Właściwie, to już zrobiłem wszystko, co miałem do zrobienia. Księga rachunkowa jest wypełniona i teraz jedyne, co muszę zrobić, to wysłać wynagrodzenia, no ale to zrobię jutro rano. Także już poćwiczyłem, umyłem się i od dawna gotowy byłem do snu, ale jak to miałem iść spać bez Haru? Więc czekałem na niego, i teraz, jak już był przy mnie, mogłem w końcu odpocząć.
- Owszem, jeszcze muszę odpisać na kilka rzeczy – powiedziałem poważnie, jak zwykle zachowując kamienną twarz. Chciałem, by wziął to na poważnie, by się trochę przejął, by później go zaskoczyć. – Idź się umyć, nie chcę w nocy przytulać do spoconego ciała – dodałem, wstając z łóżka, by podejść i usiąść przy biurku.
- Oczywiście – westchnął cicho, ze zrezygnowaniem i ruszył do łazienki. Pewnie miał ochotę na spędzenie razem czasu. Nie dziwiłem się mu, dzisiaj bardzo mało chwil ze sobą spędziliśmy, i też czułem ten niedosyt, no ale nic nie mogłem na to poradzić. Gdybym wcześniej pracował regularnie, to teraz nie miałbym natłoku tych obowiązków, no ale że mi się nie chciało, i zajmowałem się Haru, to teraz mam za swoje.

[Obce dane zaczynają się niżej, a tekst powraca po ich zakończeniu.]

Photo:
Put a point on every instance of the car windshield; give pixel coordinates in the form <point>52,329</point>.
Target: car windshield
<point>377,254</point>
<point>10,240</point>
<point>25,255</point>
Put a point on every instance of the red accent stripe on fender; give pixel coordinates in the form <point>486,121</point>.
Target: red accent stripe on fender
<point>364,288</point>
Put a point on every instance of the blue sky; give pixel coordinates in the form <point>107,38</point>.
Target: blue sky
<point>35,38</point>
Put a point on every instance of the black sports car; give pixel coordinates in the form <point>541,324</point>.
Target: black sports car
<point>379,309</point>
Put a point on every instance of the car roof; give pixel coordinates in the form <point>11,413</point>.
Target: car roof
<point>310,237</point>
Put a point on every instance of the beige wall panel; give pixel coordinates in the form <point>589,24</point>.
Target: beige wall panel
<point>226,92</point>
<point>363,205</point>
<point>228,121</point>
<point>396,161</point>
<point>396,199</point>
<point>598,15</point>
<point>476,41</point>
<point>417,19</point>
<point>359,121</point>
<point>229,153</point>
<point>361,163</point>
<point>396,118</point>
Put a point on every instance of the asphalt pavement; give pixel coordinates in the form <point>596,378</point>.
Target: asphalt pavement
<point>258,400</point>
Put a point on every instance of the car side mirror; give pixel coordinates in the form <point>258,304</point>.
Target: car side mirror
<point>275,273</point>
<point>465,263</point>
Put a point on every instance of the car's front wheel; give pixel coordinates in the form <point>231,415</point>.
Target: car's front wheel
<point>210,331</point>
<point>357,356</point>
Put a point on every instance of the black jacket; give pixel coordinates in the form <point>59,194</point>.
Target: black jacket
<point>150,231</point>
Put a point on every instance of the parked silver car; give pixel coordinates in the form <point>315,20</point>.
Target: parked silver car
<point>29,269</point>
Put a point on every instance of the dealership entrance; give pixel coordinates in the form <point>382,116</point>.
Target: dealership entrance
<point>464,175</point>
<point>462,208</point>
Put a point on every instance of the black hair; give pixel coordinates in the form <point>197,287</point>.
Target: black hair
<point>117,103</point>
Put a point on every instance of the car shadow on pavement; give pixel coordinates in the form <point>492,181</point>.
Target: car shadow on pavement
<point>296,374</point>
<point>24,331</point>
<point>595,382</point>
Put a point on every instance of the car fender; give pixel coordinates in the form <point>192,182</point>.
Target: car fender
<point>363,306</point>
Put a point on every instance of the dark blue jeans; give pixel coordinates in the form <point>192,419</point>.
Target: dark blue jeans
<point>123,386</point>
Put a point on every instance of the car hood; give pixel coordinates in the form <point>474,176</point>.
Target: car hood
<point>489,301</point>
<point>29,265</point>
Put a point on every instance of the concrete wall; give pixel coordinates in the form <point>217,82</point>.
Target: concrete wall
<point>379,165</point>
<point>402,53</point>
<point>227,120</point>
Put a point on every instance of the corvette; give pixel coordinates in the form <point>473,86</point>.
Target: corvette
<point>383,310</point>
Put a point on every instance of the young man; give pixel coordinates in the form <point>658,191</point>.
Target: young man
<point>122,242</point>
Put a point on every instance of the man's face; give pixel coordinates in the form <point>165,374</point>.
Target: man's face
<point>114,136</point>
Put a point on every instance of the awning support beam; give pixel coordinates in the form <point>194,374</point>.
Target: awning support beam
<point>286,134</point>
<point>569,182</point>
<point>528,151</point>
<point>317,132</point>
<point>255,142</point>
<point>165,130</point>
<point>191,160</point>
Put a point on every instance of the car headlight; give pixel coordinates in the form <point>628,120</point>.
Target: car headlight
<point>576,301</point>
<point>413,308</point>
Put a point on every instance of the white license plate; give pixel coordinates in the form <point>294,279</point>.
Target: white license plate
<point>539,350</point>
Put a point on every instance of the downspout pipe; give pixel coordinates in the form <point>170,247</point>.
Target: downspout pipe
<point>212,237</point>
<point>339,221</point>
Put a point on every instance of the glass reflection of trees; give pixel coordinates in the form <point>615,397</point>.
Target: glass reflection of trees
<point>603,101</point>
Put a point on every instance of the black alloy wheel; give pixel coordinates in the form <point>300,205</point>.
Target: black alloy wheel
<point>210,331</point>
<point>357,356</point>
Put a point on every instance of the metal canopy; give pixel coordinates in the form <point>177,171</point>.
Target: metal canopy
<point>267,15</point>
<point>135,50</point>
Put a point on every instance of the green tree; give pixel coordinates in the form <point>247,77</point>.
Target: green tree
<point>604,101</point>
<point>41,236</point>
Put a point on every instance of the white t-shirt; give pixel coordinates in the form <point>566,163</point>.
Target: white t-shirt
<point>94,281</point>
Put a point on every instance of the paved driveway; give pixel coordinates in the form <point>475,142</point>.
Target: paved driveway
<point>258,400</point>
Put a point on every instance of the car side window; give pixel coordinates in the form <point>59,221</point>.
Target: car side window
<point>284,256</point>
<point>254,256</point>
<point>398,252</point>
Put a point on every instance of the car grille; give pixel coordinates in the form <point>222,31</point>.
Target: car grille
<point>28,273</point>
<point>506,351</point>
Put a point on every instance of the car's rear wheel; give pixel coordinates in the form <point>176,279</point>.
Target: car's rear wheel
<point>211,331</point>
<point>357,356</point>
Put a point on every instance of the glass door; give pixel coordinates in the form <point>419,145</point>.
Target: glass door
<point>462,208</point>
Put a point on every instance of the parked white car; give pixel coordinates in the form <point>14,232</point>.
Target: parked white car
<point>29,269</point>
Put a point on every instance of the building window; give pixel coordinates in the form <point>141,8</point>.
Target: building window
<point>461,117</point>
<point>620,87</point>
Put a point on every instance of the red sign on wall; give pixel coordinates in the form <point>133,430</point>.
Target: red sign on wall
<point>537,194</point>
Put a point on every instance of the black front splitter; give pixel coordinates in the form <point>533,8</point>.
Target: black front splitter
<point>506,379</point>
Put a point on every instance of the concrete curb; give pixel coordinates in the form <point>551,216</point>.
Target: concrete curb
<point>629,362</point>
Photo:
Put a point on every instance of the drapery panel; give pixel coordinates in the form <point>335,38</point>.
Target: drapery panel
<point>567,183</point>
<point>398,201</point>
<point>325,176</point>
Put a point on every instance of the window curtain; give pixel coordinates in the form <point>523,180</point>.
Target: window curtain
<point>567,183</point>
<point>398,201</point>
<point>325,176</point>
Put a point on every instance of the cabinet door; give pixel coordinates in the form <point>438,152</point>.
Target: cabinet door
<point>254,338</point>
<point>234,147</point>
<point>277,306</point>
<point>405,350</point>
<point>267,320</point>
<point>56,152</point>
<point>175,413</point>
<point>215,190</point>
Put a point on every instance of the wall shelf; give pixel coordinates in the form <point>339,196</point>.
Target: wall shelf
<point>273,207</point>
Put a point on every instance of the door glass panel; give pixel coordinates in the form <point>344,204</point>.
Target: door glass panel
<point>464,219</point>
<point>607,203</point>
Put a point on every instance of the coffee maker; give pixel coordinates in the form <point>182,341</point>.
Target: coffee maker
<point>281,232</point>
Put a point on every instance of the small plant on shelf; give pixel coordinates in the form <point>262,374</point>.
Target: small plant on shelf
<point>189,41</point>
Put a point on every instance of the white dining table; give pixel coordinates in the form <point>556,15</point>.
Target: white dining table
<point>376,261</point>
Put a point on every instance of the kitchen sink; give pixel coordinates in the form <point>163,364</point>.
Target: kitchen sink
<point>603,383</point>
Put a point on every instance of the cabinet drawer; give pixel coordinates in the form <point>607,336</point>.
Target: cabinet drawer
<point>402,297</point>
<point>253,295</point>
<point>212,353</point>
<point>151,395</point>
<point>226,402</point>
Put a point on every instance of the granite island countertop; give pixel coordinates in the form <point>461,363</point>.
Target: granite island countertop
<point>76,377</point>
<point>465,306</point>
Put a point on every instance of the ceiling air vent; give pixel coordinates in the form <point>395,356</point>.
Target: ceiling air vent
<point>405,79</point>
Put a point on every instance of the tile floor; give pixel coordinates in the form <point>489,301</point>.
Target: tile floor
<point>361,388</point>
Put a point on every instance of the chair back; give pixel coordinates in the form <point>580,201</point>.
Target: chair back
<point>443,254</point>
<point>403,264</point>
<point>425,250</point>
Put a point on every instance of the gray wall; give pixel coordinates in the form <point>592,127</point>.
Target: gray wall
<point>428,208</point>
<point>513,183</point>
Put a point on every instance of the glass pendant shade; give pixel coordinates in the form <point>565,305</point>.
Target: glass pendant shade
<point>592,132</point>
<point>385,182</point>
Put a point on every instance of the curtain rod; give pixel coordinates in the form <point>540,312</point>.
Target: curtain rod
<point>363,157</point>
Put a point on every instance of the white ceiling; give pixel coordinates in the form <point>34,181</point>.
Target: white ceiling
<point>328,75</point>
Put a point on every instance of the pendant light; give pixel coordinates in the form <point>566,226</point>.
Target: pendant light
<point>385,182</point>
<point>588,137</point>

Usiadłem przy biurku, by trochę poudawać, że coś robię. Zerknąłem jeszcze raz na liścik, który dostał mój partner, starając się przypomnieć, skąd ja ten charakter pisma znałem. Oraz zrozumieć, co ten liścik miał na celu. Ktoś tu próbował zasiać pomiędzy nami ziarenko niepewności. Czysto teoretycznie Haru powiedział mi, że w ogóle się tym nie przejął, ale przecież gdzieś tam z tyłu głowy ta niepewność może być. I jakby się coś stało, jakaś dwuznaczna sytuacja, wtedy Haru mógłby mieć wątpliwości wobec mnie. A po takim liście coś tak czułem, że prędzej czy później coś dziwnego się wydarzy. Inaczej, po co taki list? Muszę się mieć na baczności.
- Już? To dobrze, do łóżka, jeszcze jedna rzecz mi została – odezwałem się, kiedy zauważyłem, że Haru już wyszedł, czyściutki i pachnący. No, i do takiego czystego i rozgrzanego ciała mogę się przytulić.
- Jeszcze? Co takiego? – zapytał, jednocześnie grzecznie idąc do łóżka, tak, jak mu kazałem. Właśnie, kazałem... nie powinienem mu kazać. Powinienem go poprosić, bo nie lubi, jak mu rozkazuję. Nawet go rozumiem, też nie lubię, kiedy ktoś mi coś każe. Muszę nad tym popracować.
- Coś bardzo ważnego. Jak nie najważniejszego – powiedziałem spokojnie, podchodząc do niego, a kiedy już byłem wystarczająco blisko, położyłem się na nim i wtuliłem się w jego ciało. – Tęskniłem – dodałem, kładąc głowę na jego klatce piersiowej.
- Ja też tęskniłem – odpowiedział rozczulony, gładząc mnie po plecach.
- Mam do ciebie małą prośbę – zacząłem, szukając swoją dłonią jego dłoni, by móc je razem spleść.
- Dla ciebie wszystko – przyznał, nie przestając gładzić moich pleców, co było cudownie przyjemne.
- Jakbym kiedyś zwrócił się do ciebie w sposób, w jaki byś nie chciał, od razu daj mi znać. Bym się mógł poprawić – odparłem, chcąc się poprawić, by czuł się przy mnie dobrze. I by we mnie nigdy nie wątpił. Zresztą, ja trochę od niego wymagałem, więc także chciałem mu coś od siebie dać; chciałem, by się lepiej ubierał, więcej jadł, zajął się porządnie włosami, no i też ogólnie taką pielęgnacją i stosował wiele kosmetyków do codziennej pielęgnacji... i wiem, że Haru także nie podobało się we mnie kilka rzeczy, co mnie osobiście zaskakuje, bo przecież jestem idealny, no ale skoro potrzebuje, bym był bardziej romantyczny, to postaram się być bardziej romantyczny. Potrzebuję tylko, by Haru mi mówił na bieżąco swoje uwagi, bym mógł się do nich stosować.